Lithuanian democracy is currently facing various challenges that jeopardize its stability and further development.

  • The fragmentation and polarization of society is increasing, especially in the social sphere. Divergent political ideologies, values, and perspectives on current issues deepen divisions and hamper constructive dialogue.
  • Shrinking civic space: experts agree that recent events have significantly curtailed opportunities for free expression, open debate, and progressive change.
  • The spread of disinformation and propaganda is leading to a decline in public trust in institutions and a surge in radicalization.
  • Corruption remains a pressing problem, threatening the foundations of democracy.
  • Lack of civic participation. Although voter turnout remains relatively high in Lithuania, other forms of civic participation, such as signing petitions or participating in protests, are less common. This indicates a lack of public involvement in the decision-making process.

Projects implemented by the Open Lithuania Foundation focus on analyzing the challenges facing democracy, exploring diversity within historical contexts, and assessing the state of human rights. Working together with international partners, we advocate for a plurality of ideas, perspectives, and opinions. We encourage people to look at Lithuania’s experiences in a broader regional or historical context.


In order to strengthen democracy in Lithuania, it is necessary to address the challenges it faces and foster dialogue and understanding among diverse viewpoints. It is equally important to understand that these challenges are not unique to Lithuania – many democracies grapple with similar issues. Therefore, by implementing our projects, we aim to promote mutual respect, tolerance, critical thinking, and a better and deeper understanding of the challenges facing democracy and ways to overcome them.


Some of our projects delve into research on historical memory. Between 1989 and 1991, Lithuania went through a major transformation. It was not only the restoration of the Independent State of Lithuania, but also the transition from a totalitarian regime to democracy, from a planned economy to a market economy, from a coercive regime to the consolidation of human rights and freedoms. Despite this seismic shift, narratives reflecting diverse experiences remain largely unexplored. How did people feel, what did they experience, what did they fear, and what did they hope for at that time? Our projects aim to shed light on a diversity of voices, opinions, and experiences so that we could talk about this period and its implications for future generations in a diverse way.

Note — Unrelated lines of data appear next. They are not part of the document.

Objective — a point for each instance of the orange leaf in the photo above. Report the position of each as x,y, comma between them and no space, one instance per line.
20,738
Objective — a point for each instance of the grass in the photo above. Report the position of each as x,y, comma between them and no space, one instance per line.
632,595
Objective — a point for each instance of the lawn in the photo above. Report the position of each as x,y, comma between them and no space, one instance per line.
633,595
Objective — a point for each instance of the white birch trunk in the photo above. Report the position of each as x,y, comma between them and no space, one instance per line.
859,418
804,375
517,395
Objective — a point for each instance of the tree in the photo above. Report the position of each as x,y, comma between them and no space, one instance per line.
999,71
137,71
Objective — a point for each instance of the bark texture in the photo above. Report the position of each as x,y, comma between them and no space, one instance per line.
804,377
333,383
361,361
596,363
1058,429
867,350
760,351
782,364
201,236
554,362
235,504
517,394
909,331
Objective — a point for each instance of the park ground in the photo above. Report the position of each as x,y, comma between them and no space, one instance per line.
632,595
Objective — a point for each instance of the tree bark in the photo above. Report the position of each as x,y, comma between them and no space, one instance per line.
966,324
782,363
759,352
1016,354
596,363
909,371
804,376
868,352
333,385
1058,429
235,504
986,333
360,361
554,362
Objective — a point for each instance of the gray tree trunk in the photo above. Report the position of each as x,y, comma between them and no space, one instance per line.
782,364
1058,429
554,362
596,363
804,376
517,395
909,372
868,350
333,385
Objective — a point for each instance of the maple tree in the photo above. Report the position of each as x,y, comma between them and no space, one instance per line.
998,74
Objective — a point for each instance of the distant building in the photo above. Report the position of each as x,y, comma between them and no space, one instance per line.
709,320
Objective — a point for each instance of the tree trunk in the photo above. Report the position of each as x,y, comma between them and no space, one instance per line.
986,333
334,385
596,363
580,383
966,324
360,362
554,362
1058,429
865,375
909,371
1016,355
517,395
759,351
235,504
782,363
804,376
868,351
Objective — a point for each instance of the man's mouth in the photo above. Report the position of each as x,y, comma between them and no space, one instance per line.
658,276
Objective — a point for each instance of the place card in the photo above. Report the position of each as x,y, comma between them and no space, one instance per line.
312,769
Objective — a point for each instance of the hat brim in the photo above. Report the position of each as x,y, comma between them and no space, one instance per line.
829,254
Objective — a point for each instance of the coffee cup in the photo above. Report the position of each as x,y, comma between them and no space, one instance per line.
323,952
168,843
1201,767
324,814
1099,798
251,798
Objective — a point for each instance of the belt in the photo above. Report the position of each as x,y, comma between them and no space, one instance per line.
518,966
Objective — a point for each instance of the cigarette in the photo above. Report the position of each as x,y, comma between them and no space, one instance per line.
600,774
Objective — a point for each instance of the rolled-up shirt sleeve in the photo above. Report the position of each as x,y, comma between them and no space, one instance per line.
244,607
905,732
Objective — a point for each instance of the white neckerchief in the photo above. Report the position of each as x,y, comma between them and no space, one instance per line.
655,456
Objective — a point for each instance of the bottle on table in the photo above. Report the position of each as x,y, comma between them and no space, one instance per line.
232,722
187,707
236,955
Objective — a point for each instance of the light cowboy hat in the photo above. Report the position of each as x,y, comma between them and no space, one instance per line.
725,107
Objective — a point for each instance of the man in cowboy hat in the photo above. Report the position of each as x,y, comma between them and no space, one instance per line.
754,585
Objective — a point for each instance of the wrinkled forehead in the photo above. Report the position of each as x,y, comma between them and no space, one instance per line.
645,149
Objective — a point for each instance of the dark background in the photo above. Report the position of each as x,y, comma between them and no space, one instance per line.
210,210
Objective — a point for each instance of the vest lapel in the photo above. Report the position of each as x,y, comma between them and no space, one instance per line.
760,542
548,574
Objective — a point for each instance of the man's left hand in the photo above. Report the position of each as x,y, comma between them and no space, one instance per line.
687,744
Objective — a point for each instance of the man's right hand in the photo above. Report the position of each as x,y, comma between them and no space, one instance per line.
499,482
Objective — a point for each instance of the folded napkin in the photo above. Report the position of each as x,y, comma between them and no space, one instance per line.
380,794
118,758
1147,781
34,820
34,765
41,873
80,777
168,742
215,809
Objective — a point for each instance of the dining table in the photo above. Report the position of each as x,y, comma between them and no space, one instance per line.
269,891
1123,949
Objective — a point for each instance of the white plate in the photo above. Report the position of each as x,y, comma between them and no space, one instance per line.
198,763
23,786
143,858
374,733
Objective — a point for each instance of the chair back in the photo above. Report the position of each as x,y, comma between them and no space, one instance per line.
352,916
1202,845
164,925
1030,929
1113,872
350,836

Civic participation and engagement are essential elements of democracy, promoting the active involvement of members of society in the life of their community and country. The public can participate in elections, plebiscites and referendums to express their views on important political and social issues. In order for people to get involved, both the various organizations need to provide opportunities and the people themselves need to know about, understand and take advantage of them. We support and implement civic participation and engagement projects both in Lithuania and in other countries in the region, such as Ukraine.